With SG low on cash, groups seek other funds

Student organizations are going to have to find funding sources other than Student Government for the rest of this school year.

SG used up the remainder of its funds set aside for student groups — $70,000 for the year, more than a fifth of SG’s $315,000 budget — at last week’s Senate meeting. The Senate voted to give around $10,000 to fund eight Senate special projects.

Appropriations and Revenue Committee Chairman Kevin Parrott said about 10 student organizations have turned in funding requests that SG cannot afford, and he is contacting the groups to let them know there is no more money available.

The UK Forestry Club is one group that had asked for funds that are now unavailable. Club president Ryan McNertney, a forestry senior, said SG had not contacted him yet, but he had heard that A&R had no more money to allocate.

“It’s not fair, but the blame doesn’t fall directly on (SG),” McNertney said. “I think if they say they’re here to fund student organizations, they should be able to offer money more than a couple months into the semester.”

The club was requesting $500 to help with travel expenses to go to a competition at the University of Florida, McNertney said. Without SG funding, the burden will fall on the club members, he said.

The Japanese Culture in Kentucky Society also applied for funding from SG but will not receive money.

Ben Chaffins, the group’s treasurer, said it asked for money to help pay for club trips. SG should have planned better to prevent this situation, he said.

“My view is that (SG) should have an idea of how many clubs and organizations come to them every year,” said Chaffins, a biology junior. “I’ve never heard of them running out of money in February before.”

The Japanese Culture Society will be looking for donations from places in the community to find the money that SG could not provide, Chaffins said.

Jesse Horn, former president and current member of the UK men’s rugby team — which received $1,000 for new bleachers at the last Senate meeting — said since groups cannot get any more SG funding, they could try to find local sponsors.

“If you’re willing to have people tell you no, you’ll end up with some money in your hand,” said Horn, a community and leadership development graduate student.

However, many organizations like his depend on SG money during the year, Horn said.

“Club sports don’t receive a great deal of funding from the university,” Horn said. “We certainly wouldn’t have been able to purchase the bleachers without that money.”

Horn said even though many organizations have membership dues, that money goes quickly.
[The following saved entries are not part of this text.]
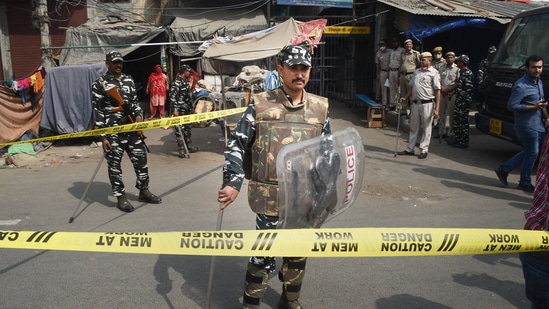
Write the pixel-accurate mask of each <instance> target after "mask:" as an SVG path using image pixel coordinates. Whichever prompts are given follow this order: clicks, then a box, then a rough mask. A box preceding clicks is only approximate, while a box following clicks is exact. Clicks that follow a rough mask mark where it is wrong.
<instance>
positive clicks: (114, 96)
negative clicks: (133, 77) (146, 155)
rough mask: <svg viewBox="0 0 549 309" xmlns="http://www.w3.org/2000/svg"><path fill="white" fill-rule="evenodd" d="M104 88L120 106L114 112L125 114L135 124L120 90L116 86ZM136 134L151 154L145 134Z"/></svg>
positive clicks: (140, 133)
mask: <svg viewBox="0 0 549 309" xmlns="http://www.w3.org/2000/svg"><path fill="white" fill-rule="evenodd" d="M103 88H104V89H105V92H106V93H107V94H108V95H109V96H110V97H111V98H113V99H114V100H116V102H118V106H116V107H114V108H113V109H112V110H113V111H114V112H124V114H126V116H127V117H128V119H129V120H130V122H131V123H134V122H135V118H134V117H133V113H132V111H131V109H130V106H129V105H128V104H126V102H124V99H123V98H122V96H121V95H120V93H119V92H118V89H117V88H116V86H114V85H108V86H105V84H103ZM135 133H137V136H139V139H141V142H143V145H145V149H147V152H149V153H150V152H151V151H150V150H149V146H147V143H145V138H146V137H145V135H144V134H143V130H137V131H136V132H135Z"/></svg>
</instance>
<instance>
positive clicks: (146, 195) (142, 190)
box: [139, 189, 162, 204]
mask: <svg viewBox="0 0 549 309" xmlns="http://www.w3.org/2000/svg"><path fill="white" fill-rule="evenodd" d="M139 201H140V202H147V203H151V204H160V203H162V199H161V198H160V197H158V196H156V195H154V194H152V193H151V191H149V189H142V190H140V191H139Z"/></svg>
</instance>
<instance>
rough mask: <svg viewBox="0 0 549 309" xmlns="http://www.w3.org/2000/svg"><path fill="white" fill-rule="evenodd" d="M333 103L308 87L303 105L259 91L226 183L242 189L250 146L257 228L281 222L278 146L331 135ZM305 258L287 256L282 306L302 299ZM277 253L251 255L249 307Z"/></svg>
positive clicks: (304, 96) (261, 294) (263, 282)
mask: <svg viewBox="0 0 549 309" xmlns="http://www.w3.org/2000/svg"><path fill="white" fill-rule="evenodd" d="M330 132H331V131H330V121H329V116H328V101H327V100H326V99H325V98H323V97H319V96H315V95H312V94H308V93H306V92H305V91H303V100H302V102H301V104H298V105H295V106H293V105H292V104H291V103H290V100H289V99H288V98H287V96H286V94H285V93H284V91H283V90H282V89H281V88H278V89H275V90H272V91H268V92H263V93H259V94H257V95H254V97H253V101H252V103H251V104H250V105H249V106H248V109H247V110H246V112H245V113H244V115H243V116H242V118H241V120H240V121H239V122H238V124H237V126H236V128H235V130H234V131H233V132H232V133H231V136H230V138H229V142H228V144H227V150H226V151H225V162H226V163H225V166H224V168H223V182H224V183H223V186H226V185H228V186H231V187H233V188H235V189H237V190H239V191H240V188H241V186H242V182H243V179H244V169H243V158H244V153H245V149H251V153H252V167H251V178H250V181H249V183H248V204H249V205H250V208H251V209H252V210H253V211H254V212H255V213H256V214H257V215H256V229H259V230H263V229H276V227H277V224H278V200H277V198H278V179H277V174H276V156H277V154H278V152H279V150H280V149H281V148H282V147H283V146H285V145H287V144H291V143H297V142H300V141H303V140H306V139H309V138H312V137H315V136H319V135H321V134H329V133H330ZM305 264H306V258H304V257H288V258H283V265H282V268H281V271H280V273H279V278H280V280H281V281H282V282H283V293H282V295H281V304H282V303H286V302H288V301H294V300H297V299H298V298H299V294H300V290H301V283H302V280H303V277H304V275H305ZM275 267H276V263H275V258H274V257H251V258H250V260H249V262H248V271H247V273H246V281H245V291H244V308H259V304H260V302H261V298H262V297H263V295H264V294H265V292H266V290H267V287H268V280H269V273H270V272H272V271H274V270H275Z"/></svg>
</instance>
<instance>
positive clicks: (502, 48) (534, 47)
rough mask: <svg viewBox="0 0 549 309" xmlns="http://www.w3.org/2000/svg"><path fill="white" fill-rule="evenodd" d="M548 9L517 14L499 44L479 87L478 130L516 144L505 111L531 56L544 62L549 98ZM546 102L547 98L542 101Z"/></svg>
mask: <svg viewBox="0 0 549 309" xmlns="http://www.w3.org/2000/svg"><path fill="white" fill-rule="evenodd" d="M548 29H549V7H543V8H539V9H535V10H531V11H527V12H523V13H520V14H517V15H516V16H515V17H514V18H513V20H512V21H511V23H510V24H509V26H508V27H507V30H506V31H505V33H504V34H503V38H502V40H501V42H500V44H499V47H498V49H497V52H496V54H495V55H494V59H493V60H492V63H491V64H490V66H489V67H488V70H487V72H486V74H485V76H486V77H485V80H484V83H483V86H482V87H481V88H482V90H481V92H482V93H483V94H482V96H483V99H482V100H481V104H480V106H479V112H478V113H476V114H475V125H476V127H477V129H478V130H480V131H481V132H483V133H486V134H490V135H492V136H496V137H500V138H503V139H506V140H508V141H511V142H513V143H516V144H519V145H520V142H519V141H518V140H517V138H516V137H515V133H514V131H513V113H512V112H510V111H509V110H507V101H508V99H509V96H510V95H511V87H512V86H513V83H514V82H515V81H516V80H518V79H519V78H520V77H522V76H523V75H524V73H525V61H526V59H527V58H528V57H529V56H530V55H534V54H535V55H539V56H541V57H542V58H543V60H544V65H543V72H542V75H541V79H542V80H543V85H544V92H545V95H546V96H549V80H548V74H549V35H547V31H548ZM545 99H548V98H545Z"/></svg>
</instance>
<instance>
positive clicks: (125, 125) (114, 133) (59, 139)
mask: <svg viewBox="0 0 549 309" xmlns="http://www.w3.org/2000/svg"><path fill="white" fill-rule="evenodd" d="M245 110H246V107H239V108H232V109H225V110H220V111H215V112H208V113H200V114H190V115H184V116H178V117H171V118H163V119H158V120H149V121H143V122H135V123H130V124H125V125H121V126H115V127H108V128H101V129H94V130H88V131H82V132H75V133H68V134H61V135H55V136H48V137H40V138H35V139H28V140H23V141H15V142H9V143H1V144H0V147H4V146H8V145H14V144H24V143H37V142H45V141H57V140H62V139H68V138H77V137H90V136H98V135H102V134H116V133H124V132H134V131H138V130H142V131H144V130H150V129H157V128H162V127H171V126H175V125H184V124H191V123H196V122H201V121H207V120H211V119H216V118H222V117H227V116H230V115H234V114H239V113H243V112H244V111H245Z"/></svg>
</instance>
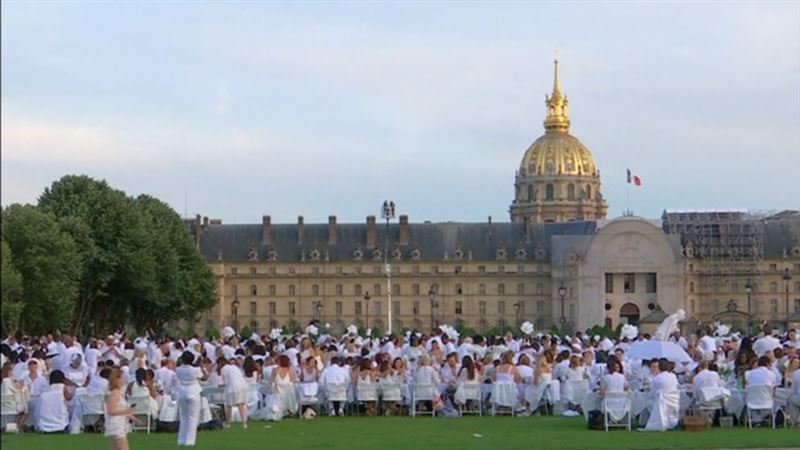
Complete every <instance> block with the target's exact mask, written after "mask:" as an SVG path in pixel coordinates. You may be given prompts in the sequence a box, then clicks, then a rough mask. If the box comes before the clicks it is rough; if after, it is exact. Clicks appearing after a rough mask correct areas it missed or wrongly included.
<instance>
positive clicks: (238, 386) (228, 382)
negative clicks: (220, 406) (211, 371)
mask: <svg viewBox="0 0 800 450" xmlns="http://www.w3.org/2000/svg"><path fill="white" fill-rule="evenodd" d="M235 361H236V360H235V359H234V360H231V361H226V360H225V358H220V359H218V360H217V371H219V375H220V377H221V378H222V384H223V385H224V386H225V406H226V407H227V408H228V411H227V414H226V415H225V428H230V426H231V422H233V408H234V407H238V408H239V416H240V417H241V419H242V428H244V429H247V396H248V385H247V381H246V380H245V379H244V375H243V374H242V370H241V369H239V366H237V365H236V362H235Z"/></svg>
Registration dues, trips and special projects like the bleachers are difficult to fund without taking more money directly from club members.

All groups that were told that they would receive money will get it, said Todd Cox, the SG adviser, but A&R will not be accepting any new funding requests.

Since the committee cannot take any more funding requests, it will spend the rest of the semester working on other elements of the A&R committee, including the application process for funding and the amounts of money that groups can receive, Parrott said.

“We’re going to possibly rewrite some of the funding requests and maybe tweak the amounts a little,” Parrott said. “I feel it might enable us to give more grants.”

Cox said that in a way, it is good that A&R allocated all of its money because it reflects the efforts of the senators this year.

“I think the reality is the Senate was very visible and very vocal about helping student organizations, so more students organizations came asking for money,” Cox said. “I think there were 60 to 80 groups that received some funding, and that’s a good number.”